Judson-Morrissey 2021 Fellow: Chanee Choi

Chanee Choi has developed a ritualistic craft-based art practice that transcends the conservative and isolationist roots of traditional East Asian craftwork by focusing on a celebration of feminist theory and modern tech. Within this hybrid genre, she produces both embodied and virtual immersive experiences exploring the effect of immigration on issues of identity, and the synesthetic processes of corporeal-cognitive space.

Chanee is a transdisciplinary artist. She is originally from South Korea and now lives, works, and studies in Seattle, Washington. She earned her BFA in Craft Design from Dongduk Women’s University in 2013 and MFA in Fiber and Material Studies from the Art Institute of Chicago in 2016. Choi is currently a Ph.D. candidate in Art and Technology at DXARTS at the University of Washington.
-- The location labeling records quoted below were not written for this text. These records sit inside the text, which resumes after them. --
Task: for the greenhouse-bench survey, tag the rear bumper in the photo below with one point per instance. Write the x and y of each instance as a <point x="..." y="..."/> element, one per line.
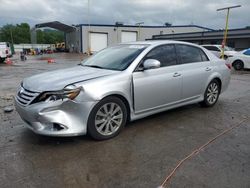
<point x="59" y="118"/>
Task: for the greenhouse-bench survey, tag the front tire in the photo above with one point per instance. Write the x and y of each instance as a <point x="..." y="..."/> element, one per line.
<point x="238" y="65"/>
<point x="212" y="93"/>
<point x="2" y="60"/>
<point x="107" y="118"/>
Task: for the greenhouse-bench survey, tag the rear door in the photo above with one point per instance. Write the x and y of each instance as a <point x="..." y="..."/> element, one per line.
<point x="195" y="69"/>
<point x="156" y="88"/>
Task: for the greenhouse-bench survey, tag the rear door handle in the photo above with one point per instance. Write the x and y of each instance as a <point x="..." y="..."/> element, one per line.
<point x="208" y="69"/>
<point x="176" y="74"/>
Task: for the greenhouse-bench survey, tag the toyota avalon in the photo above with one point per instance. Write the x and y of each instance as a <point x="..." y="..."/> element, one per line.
<point x="120" y="84"/>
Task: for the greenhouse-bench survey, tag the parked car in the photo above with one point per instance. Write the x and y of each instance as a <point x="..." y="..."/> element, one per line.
<point x="217" y="50"/>
<point x="5" y="51"/>
<point x="240" y="60"/>
<point x="120" y="84"/>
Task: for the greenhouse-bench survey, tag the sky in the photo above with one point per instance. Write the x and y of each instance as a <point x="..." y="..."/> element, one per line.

Her projects and exhibitions have been shown domestically and internationally, New York, Chicago, Covington (KY), Seattle, Los Angeles, Hongkong, Taipei, Berlin, Helsinki, and Seoul.
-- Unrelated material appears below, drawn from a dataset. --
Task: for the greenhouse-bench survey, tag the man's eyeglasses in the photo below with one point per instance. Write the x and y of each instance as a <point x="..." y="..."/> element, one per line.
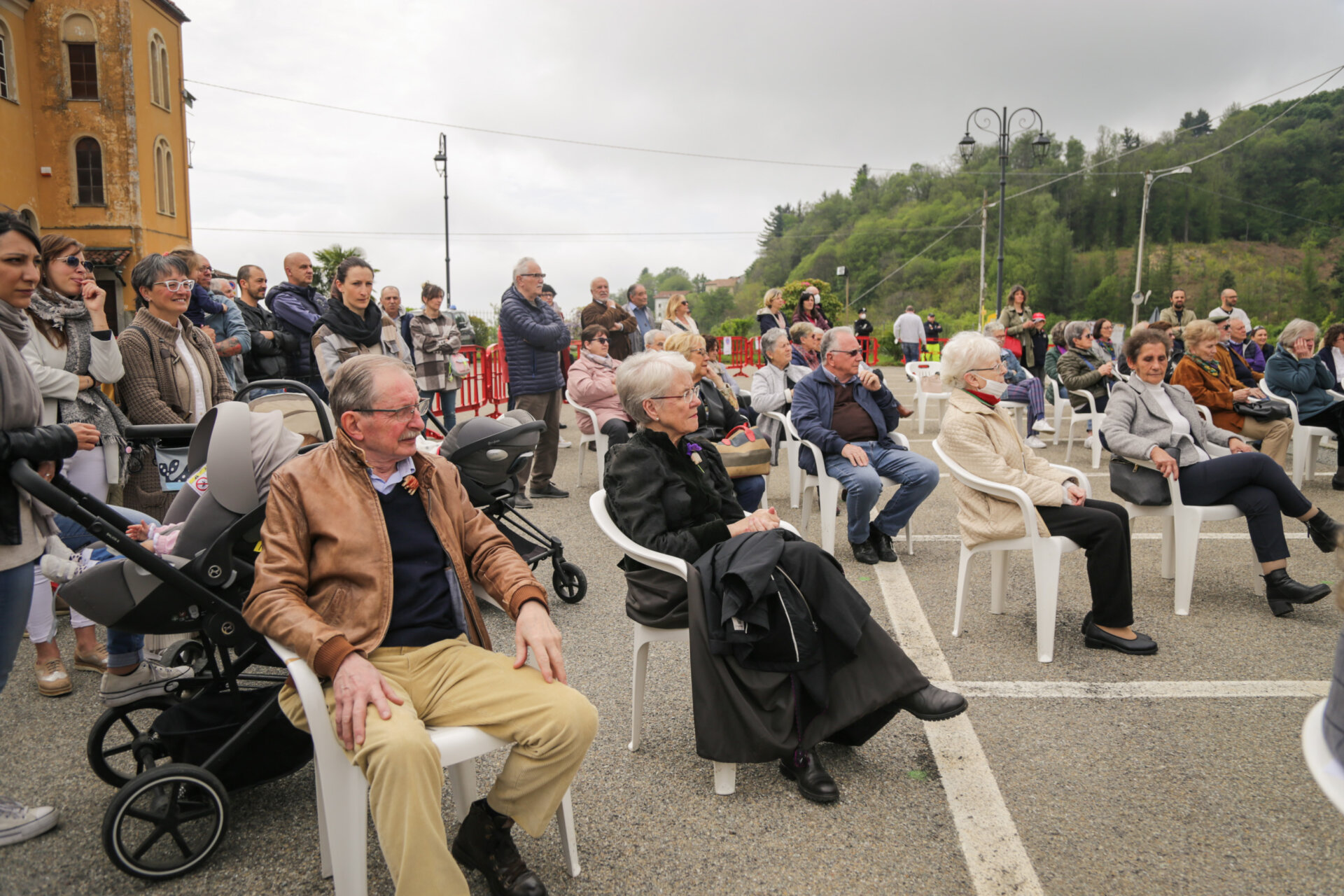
<point x="686" y="397"/>
<point x="397" y="414"/>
Chanee was a recipient of a 2021 Judson-Morrissey Excellence in New Media Award.

Tell us a little about your background and your trajectory as an artist/ scholar.

I was trained to make traditional Korean embroidery pieces, and eventually, it felt natural to blend this technique and its aesthetic principles with newer technologies, such as neon, video games, and E-textiles. I love traditional crafts but it was exciting to distance myself from the repressive patriarchal social expectations associated with them. I find that the 3D design process and game programming both calls on a skill set similar to traditional handicrafts. The small repetitive movements of my hands as I make 3D environments and art games feel very similar to the motions of weaving and embroidering a small piece of fabric. I feel at home in this work, rooted in craft, but I love how energetic, expansive, and wild the results can be. I want to immerse the audience’s mind and body in interactive installations that wash them into a more open state of being.

My artwork has combined East Asian traditional crafts and new media, forming a hybrid genre focused on immersive experiences. My research employs Orientalist aesthetics while exploring the specific dynamics of hierarchical social structures through a feminist lens. I research fashion-tech design and human-computer interactions to create interactive installations that immerse the audience both in mind and body, as in my previous projects Polaris(2019), and Loop Series(2016). Pandemic(2020-2021) was my first foray into the field of 3D game design. In my upcoming art project Remembrance(2021-2022) I will focus on Electroencephalography (EEG) and dementia.

What are some of your main influences?

My work has been shaped by individuals, history, culture, my studies, and my life, but the main influence has always come from the question ‘Why?’

What are you working on now?

I am developing my ArtGame project “Pandemic” (2021), and started researching “Remembrance”(2021-2022), an AI virtual reality animation addressing the poetics of a mind as it is dying of dementia.